Trauma Hidup Mereka, Ribut Remeh Kita
Kekerasan seksual, termasuk di Indonesia, memakan korban lintas usia, gender, ras dan agama. Sayangnya, reaksi publik juga tidak unik—korban dicecar busana dan moralnya, diberangus demi melindungi reputasi pihak lain.
Pria Amerika Latin itu membenamkan wajahnya ke atas meja. Tubuh tinggi tegapnya terguncang tangisan. Di seberang meja, istrinya menitikkan air mata. Saya, mantan kawan sekelas yang kebetulan berkunjung, hanya bisa mengusap punggungnya sambil menggumam.

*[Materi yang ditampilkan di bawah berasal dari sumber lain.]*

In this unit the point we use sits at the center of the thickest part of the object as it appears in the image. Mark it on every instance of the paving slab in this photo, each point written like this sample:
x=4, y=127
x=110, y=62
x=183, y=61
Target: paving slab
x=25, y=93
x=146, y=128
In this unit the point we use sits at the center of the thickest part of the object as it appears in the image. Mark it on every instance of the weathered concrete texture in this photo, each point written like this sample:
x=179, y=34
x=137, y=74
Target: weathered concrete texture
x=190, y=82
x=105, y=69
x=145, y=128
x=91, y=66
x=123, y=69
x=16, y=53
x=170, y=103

Pagi itu ia menerima kabar bahwa tuntutannya atas pelecehan seksual dari pemuka agama semasa kecilnya, akhirnya berbuah hasil. Institusi agama di negaranya resmi meminta maaf kepada puluhan korban termasuk dirinya, lalu akan memproses hukum pelaku. Perjuangan penuntutan yang pelik dan berliku, terutama karena agamanya adalah mayoritas di sana, menyayat luka baru di atas luka lama jiwanya. Pendidikan tinggi, karier sebagai ekspat dan istri cantik gagal menghapus traumanya. Malam itu, bahkan setelah tuntutannya dikabulkan, ia tak sanggup merayakan. Alih-alih, ia kembali menjadi bocah polos yang dicederai sosok yang seharusnya melindunginya—terduduk meratap sambil menyembunyikan wajah.